HD Supply Holdings, a top construction distribution operator, has set the terms for its upcoming IPO.
The company plans to issue 53.2 million shares at a range of $22 to $25 each. Assuming the deal gets priced at the high end of the range, that would mean HD Supply would raise a cool $1.33 billion to make it one of the year’s biggest IPOs.
While this deal shouldn’t have any issue getting off the ground … it’s how high off the ground that’s the issue.
HD Supply offers more than a million stock-keeping units (“SKUs”), which include things like appliances, kitchen/bath cabinets, window coverings, HVAC products, valves, fittings, metering systems, hydrants, storm drains, power equipment and meters. The company also provides a wide array of services, such as fabrication, kitting, jobsite deliver, managed inventory and Internet tools.
Befitting such an offering, HD Supply has a massive infrastructure: 600 locations across 46 states and nine provinces in Canada, powered by about 15,000 employees.
To deal with the post-crisis recession, HD Supply underwent an aggressive restructuring, and since 2009, the company’s “selling, general and administrative” expenses fell from 23% to 20.7% of sales. The company invested some of those savings into its product line and infrastructure.
That has led to quite the growth ramp.

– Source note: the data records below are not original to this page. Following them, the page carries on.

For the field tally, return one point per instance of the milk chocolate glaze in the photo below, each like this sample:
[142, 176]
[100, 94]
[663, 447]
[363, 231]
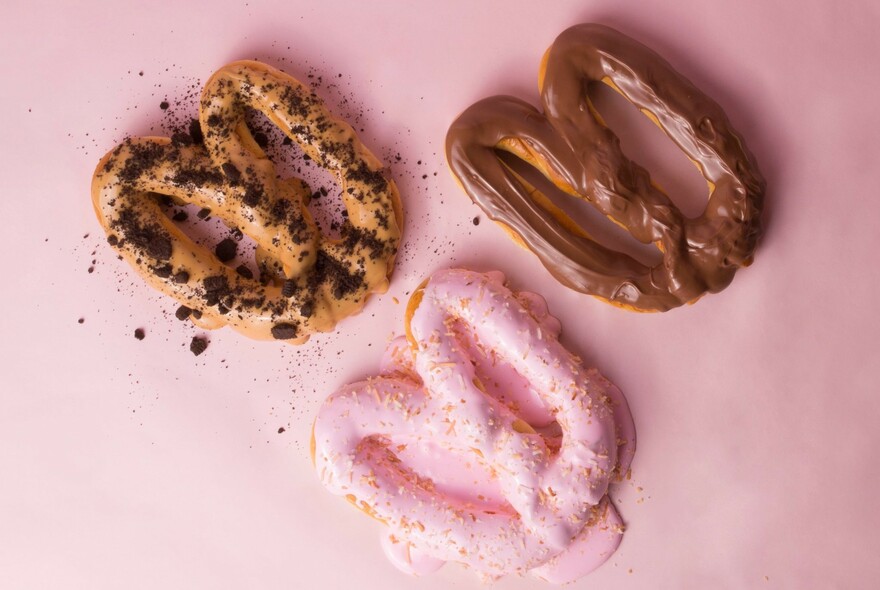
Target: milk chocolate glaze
[572, 147]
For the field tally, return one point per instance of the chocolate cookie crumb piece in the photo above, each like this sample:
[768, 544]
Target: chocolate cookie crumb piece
[231, 172]
[244, 271]
[284, 331]
[198, 345]
[195, 131]
[163, 271]
[226, 250]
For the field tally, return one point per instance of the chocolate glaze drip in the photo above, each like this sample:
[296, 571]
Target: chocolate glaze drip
[311, 281]
[573, 148]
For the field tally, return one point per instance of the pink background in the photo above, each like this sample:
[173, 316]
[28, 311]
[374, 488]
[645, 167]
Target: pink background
[133, 464]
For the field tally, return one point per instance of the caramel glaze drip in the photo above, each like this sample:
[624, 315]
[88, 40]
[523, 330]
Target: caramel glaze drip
[310, 282]
[571, 146]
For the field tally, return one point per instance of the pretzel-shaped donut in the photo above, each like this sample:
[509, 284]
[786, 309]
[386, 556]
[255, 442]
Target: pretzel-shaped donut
[325, 280]
[571, 146]
[485, 381]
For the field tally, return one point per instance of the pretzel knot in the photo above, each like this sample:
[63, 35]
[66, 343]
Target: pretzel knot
[484, 441]
[310, 281]
[571, 146]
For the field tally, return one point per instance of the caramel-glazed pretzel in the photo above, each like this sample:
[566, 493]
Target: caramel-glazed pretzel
[571, 146]
[320, 280]
[481, 376]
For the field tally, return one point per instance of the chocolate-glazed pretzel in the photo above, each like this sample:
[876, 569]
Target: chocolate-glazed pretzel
[324, 280]
[571, 146]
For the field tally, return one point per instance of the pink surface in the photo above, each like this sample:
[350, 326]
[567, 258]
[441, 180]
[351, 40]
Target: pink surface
[133, 464]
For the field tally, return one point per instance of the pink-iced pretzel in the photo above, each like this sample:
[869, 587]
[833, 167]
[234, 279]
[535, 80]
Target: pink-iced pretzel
[483, 385]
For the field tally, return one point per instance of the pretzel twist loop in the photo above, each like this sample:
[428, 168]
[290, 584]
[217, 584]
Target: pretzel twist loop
[485, 380]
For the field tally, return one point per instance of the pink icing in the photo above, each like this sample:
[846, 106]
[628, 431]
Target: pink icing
[438, 446]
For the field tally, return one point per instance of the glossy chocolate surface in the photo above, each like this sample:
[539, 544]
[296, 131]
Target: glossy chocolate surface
[571, 146]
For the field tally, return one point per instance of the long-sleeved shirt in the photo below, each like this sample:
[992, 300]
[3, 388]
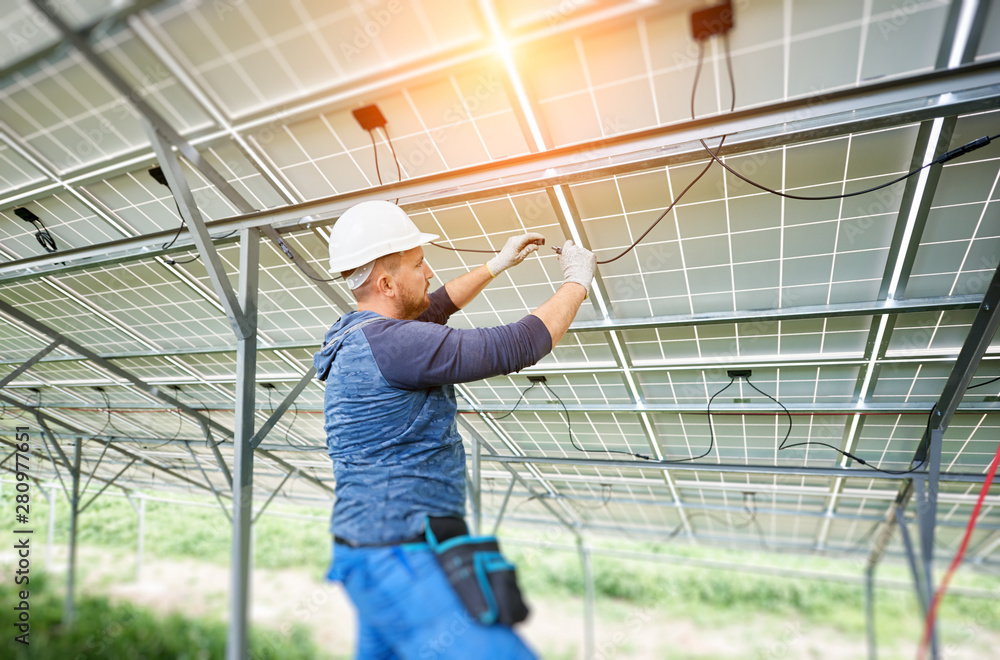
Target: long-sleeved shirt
[390, 412]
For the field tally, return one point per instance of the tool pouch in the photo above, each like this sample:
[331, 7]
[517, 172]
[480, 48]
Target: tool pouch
[484, 581]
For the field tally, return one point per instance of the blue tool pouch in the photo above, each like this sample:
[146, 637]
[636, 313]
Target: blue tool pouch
[484, 581]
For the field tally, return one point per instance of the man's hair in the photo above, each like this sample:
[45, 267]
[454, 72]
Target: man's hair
[389, 263]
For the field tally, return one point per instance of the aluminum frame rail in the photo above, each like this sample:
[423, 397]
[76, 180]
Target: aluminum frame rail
[925, 485]
[879, 105]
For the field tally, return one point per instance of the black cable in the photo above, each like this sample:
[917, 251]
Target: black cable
[371, 134]
[44, 238]
[107, 401]
[445, 247]
[572, 440]
[38, 394]
[399, 171]
[787, 414]
[521, 398]
[694, 89]
[605, 499]
[177, 234]
[569, 426]
[847, 454]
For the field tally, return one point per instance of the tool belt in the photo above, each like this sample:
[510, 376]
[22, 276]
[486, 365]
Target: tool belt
[483, 580]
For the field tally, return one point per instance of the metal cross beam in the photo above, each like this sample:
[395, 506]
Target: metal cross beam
[891, 103]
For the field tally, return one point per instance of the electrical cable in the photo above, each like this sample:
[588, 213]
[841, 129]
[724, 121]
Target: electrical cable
[38, 394]
[694, 90]
[605, 499]
[992, 380]
[943, 587]
[569, 426]
[572, 440]
[177, 234]
[378, 172]
[940, 160]
[44, 238]
[711, 429]
[783, 444]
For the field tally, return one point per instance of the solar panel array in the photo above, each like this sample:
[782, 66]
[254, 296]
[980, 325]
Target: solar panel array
[732, 277]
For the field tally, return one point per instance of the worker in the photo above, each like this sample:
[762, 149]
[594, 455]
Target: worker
[390, 369]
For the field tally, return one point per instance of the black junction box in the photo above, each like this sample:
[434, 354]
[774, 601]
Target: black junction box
[370, 117]
[716, 20]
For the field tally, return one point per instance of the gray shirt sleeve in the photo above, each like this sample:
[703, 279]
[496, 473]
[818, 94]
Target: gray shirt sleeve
[416, 355]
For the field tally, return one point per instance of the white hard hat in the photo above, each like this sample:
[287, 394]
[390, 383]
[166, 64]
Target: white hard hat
[370, 230]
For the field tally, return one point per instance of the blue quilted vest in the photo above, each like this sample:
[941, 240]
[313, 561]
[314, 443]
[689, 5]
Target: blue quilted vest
[397, 455]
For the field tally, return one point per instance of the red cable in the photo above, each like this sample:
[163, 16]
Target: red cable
[932, 610]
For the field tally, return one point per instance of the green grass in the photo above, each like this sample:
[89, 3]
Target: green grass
[105, 630]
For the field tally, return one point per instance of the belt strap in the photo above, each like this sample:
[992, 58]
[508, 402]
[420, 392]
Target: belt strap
[442, 529]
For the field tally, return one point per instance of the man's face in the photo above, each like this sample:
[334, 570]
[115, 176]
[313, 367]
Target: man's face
[413, 279]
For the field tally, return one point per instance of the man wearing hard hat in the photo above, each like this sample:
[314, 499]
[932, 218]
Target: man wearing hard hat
[390, 370]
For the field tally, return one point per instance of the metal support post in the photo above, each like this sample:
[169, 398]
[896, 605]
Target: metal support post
[477, 491]
[927, 493]
[69, 611]
[192, 216]
[503, 506]
[588, 604]
[141, 536]
[870, 613]
[51, 496]
[246, 368]
[215, 452]
[911, 557]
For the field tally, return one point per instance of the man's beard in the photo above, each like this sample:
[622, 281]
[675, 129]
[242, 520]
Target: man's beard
[415, 306]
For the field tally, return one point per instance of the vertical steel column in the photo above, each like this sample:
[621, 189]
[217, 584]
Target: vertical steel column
[246, 370]
[870, 612]
[927, 491]
[911, 556]
[477, 488]
[588, 603]
[141, 535]
[69, 610]
[51, 495]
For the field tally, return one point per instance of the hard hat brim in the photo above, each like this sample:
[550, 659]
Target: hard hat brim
[358, 260]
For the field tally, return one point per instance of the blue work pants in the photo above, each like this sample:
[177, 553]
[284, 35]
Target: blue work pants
[407, 610]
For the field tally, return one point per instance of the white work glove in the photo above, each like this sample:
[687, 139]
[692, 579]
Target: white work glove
[514, 252]
[578, 264]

During fiscal year 2013, revenues improved 14% year-over-year to $8 billion, and adjusted EBITDA climbed by an impressive 34% to $683 million.

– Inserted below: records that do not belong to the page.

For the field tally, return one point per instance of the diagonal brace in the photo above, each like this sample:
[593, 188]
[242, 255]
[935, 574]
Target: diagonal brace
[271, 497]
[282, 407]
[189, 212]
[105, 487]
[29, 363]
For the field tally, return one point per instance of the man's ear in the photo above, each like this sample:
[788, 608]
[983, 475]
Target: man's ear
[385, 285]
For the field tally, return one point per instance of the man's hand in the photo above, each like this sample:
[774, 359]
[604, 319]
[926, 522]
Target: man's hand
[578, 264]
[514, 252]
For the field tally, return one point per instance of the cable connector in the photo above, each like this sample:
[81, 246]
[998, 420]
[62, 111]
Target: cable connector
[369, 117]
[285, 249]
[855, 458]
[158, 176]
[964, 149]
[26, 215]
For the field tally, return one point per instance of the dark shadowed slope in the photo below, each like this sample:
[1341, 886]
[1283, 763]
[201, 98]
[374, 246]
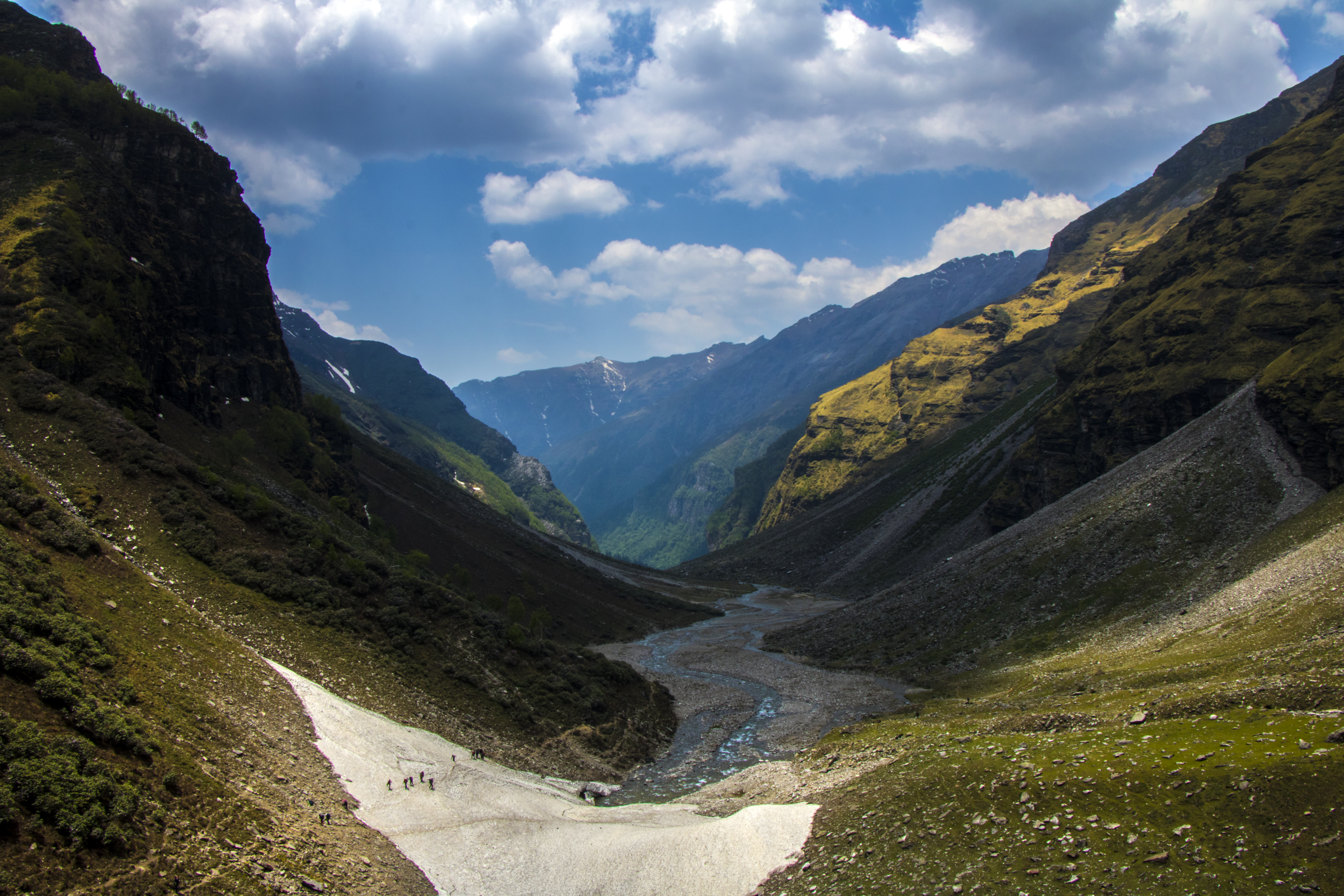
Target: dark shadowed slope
[876, 489]
[655, 476]
[432, 429]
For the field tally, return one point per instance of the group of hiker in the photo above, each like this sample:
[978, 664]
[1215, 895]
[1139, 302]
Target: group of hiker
[411, 782]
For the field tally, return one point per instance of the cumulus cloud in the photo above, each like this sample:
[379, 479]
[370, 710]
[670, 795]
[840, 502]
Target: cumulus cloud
[510, 201]
[1015, 224]
[698, 295]
[326, 316]
[514, 357]
[1072, 95]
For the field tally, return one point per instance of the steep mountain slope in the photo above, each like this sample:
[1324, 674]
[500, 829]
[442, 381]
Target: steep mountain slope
[876, 440]
[636, 473]
[1191, 745]
[431, 426]
[542, 409]
[151, 549]
[1136, 687]
[1247, 288]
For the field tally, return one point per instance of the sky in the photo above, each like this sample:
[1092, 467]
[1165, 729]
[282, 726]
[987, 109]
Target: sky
[497, 186]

Looking forward, HD Supply should benefit from some strong megatrends, such as the need to upgrade America’s aging infrastructure — which should involve large-scale purchases for a number of its products — as well as the rebound in the real estate industry and the resulting strong demand for construction products.
And yet while all this should point to a successful IPO, HD Supply might not necessarily be a slam dunk.
While it’s true that some real estate plays have done well — take Restoration Hardware (RH), which is up 140% since going public in November 2012, including a nearly 20% push today — there have been lots of clunkers, such as Orchid Island Capital (ORC), ZAIS Financial (ZFC) and Ellington Residential Mortgage REIT (EARN), which have declined a respective 17.4%, 16.7% and 13% since their IPOs.
In fact, the average return of this year’s 17 real estate-related deals is a paltry 2.7%, compared to a 20.5% return for all of 2013’s IPOs.
The rise in interest rates has been a huge issue, making REITs less attractive when compared to bonds. Plus, these increases could result in a slowing of real estate activity considering how heavily the industry relies on debt.
None of this is to say that HD Supply’s IPO will be a stinker; it just might not be as hot as its underlying business might indicate.
Investors would be wise to keep a close eye on interest rates and market volatility — both could be important indicators of tough HD Supply’s going might get.